With what few clues I am left (/var/log/messages ends before any errors that would explain), and having disabled Heartbeat’s fencing as much as possible, it appears that the ocfs2 filesystem’s built-in fencing is freezing the system, lest the filesystem be corrupted. Unfortunately I have no idea how to debug this with what I have. Or even confirm that it is the case. Other possibilities are welcome, if anyone can supply them.
Exacerbating this is the fact that I have no other “user-mode heartbeat” generator other than HA Heartbeat’s to test with, and Heartbeat demands that the Ocfs2 Filesystem resource be a clone, so that I have to reboot multiple systems afterwards, not just one.

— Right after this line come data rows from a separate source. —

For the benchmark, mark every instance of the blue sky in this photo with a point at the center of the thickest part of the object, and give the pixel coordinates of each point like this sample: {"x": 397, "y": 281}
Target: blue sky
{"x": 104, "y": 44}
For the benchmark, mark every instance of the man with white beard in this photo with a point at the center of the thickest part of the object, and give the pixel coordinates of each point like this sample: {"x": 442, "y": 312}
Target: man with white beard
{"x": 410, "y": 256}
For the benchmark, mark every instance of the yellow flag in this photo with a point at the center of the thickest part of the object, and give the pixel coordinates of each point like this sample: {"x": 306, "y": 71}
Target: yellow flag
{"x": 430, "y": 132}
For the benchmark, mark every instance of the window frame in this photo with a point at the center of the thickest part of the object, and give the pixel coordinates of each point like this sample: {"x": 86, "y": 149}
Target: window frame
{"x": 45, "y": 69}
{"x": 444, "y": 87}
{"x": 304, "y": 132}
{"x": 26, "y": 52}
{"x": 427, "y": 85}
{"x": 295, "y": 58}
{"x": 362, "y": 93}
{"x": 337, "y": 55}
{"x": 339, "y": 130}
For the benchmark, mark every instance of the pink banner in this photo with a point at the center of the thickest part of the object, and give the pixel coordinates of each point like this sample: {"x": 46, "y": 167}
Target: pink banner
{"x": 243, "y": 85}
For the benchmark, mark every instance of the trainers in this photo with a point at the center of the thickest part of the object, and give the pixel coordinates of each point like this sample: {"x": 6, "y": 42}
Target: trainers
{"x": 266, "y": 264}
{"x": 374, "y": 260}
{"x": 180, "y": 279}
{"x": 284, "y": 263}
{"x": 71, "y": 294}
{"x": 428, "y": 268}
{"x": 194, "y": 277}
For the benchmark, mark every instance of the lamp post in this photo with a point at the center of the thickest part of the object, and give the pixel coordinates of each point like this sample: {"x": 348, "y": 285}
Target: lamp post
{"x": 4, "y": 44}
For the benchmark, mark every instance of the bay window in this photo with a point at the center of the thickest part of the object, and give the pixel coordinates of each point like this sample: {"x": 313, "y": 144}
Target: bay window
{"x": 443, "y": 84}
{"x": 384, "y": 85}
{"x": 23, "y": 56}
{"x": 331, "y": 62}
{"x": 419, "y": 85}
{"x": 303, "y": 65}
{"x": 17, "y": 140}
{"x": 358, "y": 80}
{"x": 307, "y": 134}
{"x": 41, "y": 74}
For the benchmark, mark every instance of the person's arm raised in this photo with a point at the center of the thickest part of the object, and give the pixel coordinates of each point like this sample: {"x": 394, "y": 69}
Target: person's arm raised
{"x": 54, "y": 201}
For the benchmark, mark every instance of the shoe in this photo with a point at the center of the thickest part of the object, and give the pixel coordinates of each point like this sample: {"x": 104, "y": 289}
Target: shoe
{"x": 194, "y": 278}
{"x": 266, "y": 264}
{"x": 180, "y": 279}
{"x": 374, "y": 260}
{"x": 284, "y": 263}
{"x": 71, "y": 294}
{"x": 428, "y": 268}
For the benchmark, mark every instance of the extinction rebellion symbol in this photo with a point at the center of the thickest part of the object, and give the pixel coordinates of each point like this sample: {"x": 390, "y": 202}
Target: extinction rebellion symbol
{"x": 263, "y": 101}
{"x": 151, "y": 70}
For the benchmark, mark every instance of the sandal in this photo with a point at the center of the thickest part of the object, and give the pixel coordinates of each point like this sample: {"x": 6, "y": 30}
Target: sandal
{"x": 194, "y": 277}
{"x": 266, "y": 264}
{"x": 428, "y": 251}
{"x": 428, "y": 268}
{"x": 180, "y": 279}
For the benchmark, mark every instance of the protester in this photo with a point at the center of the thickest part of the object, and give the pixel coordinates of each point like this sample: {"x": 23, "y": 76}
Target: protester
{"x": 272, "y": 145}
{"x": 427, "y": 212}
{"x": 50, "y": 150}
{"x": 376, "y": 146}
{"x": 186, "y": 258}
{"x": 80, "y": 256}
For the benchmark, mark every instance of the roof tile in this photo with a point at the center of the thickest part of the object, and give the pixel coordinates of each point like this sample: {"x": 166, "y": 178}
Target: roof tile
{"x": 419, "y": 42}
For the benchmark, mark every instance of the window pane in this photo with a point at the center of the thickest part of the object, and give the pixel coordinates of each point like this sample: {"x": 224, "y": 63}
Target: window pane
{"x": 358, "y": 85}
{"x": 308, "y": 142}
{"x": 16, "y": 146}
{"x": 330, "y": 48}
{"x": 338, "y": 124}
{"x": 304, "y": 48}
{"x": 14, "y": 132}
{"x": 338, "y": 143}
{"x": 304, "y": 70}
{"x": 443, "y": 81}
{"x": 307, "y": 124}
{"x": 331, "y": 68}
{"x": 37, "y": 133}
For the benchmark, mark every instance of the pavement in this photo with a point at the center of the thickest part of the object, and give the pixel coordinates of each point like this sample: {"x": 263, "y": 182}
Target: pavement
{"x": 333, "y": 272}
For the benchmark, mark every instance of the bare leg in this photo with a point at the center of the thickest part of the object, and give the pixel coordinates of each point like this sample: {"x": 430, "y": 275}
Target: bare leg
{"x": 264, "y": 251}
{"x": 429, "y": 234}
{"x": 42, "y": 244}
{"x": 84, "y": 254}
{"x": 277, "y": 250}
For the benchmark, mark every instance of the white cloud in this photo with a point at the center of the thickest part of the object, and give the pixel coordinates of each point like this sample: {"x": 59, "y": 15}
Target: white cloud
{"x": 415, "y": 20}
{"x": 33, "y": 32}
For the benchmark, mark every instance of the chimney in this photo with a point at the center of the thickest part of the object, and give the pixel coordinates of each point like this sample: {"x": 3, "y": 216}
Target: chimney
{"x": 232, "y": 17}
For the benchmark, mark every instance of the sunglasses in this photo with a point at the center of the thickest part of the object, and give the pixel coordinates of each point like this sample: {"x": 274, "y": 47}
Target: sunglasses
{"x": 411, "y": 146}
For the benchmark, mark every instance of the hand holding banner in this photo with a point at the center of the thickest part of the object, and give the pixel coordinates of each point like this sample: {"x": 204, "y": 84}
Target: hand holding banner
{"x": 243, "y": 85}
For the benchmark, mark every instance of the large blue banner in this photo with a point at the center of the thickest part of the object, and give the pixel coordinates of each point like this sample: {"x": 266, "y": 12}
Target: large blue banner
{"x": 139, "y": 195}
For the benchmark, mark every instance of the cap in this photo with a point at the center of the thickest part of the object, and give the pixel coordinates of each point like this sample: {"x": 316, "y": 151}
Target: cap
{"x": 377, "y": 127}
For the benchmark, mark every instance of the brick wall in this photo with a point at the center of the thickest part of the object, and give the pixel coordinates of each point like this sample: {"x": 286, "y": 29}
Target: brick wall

Please, can anyone shed light on this? Or at least provide suggestions as to how I can:
-
test ocfs2 user mode heartbeat with a program other than Linux-HA Heartbeat, if such a program exists.
-
cancel, limit, or disable any ocfs2 fencing. Or at least work around it for long enough to at least get some useful error messages logged. Yes, I am aware this could cause file corruption on the ocfs2 filesystem. However, there will never be anything useful on the ocfs2 filesystem unless I can get this fixed.
-
use the Linux-HA Heartbeat V2 Filesystem resources to mount and monitor ocfs2 in file-based heartbeat mode, or
-
otherwise usefully approach this horrible mess.
I apologize for the complaints but this problem seems to be designed to be undebuggable in any ordinary way.
Note: in the above I have tried to distinguish between the “heartbeat” signal used by ocfs2 and the “Heartbeat” linux-HA software by always capitalizing the latter.